Hip Synovectomy Helps Young Rheumatoid Arthritis Patients
Mobility often increases and pain decreases after surgery
TUESDAY, Sept. 11 (HealthDay News) -- Open hip-joint synovectomy is safe for juvenile rheumatoid arthritis patients and often benefits hip mobility up to five years after surgery, according to a report in the September issue of the Journal of Bone & Joint Surgery.

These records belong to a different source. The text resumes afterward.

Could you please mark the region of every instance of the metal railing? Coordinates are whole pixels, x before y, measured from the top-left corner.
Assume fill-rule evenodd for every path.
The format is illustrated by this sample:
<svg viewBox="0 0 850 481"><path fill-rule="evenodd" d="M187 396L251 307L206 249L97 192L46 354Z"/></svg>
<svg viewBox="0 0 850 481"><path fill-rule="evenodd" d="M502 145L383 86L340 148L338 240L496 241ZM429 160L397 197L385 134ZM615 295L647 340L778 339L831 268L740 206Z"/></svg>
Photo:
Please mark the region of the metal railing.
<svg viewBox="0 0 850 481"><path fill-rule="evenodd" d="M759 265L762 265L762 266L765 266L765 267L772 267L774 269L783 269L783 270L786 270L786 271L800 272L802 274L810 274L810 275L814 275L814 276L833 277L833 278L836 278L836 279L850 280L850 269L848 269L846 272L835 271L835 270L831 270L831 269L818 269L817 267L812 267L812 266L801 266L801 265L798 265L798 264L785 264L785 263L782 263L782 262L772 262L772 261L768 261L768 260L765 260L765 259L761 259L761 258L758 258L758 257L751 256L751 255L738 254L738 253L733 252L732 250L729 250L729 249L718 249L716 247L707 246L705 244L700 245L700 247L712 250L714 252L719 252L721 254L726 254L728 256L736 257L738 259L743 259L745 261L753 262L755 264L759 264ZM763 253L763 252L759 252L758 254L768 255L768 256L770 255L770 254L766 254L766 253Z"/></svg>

Hans-Dieter Carl, M.D., of Friedrich Alexander University of Erlangen-Nuremberg in Germany, and colleagues assessed hip function after 67 open hip-joint synovectomies in 56 juvenile rheumatoid arthritis patients, including 55 hips with stage III changes or more.
Sixty-five hips could be followed-up, and in those patients the mean hip score rose from 9.5 initially to 16.3 after a mean 50-month follow-up. Pain decreased and walking aptitude and movement increased. Mobility improved in 85 percent of hips. Surgical complications included two superficial wound hematomas, but further treatment was not needed. No osteonecrosis of the femur head was found. During follow-up, five hips needed total hip arthroplasty and 94 percent of hips survived a mean of four years after synovectomy.
"Open hip synovectomy in patients with juvenile rheumatoid arthritis is a safe procedure that can improve hip-joint function for up to five years," the authors write.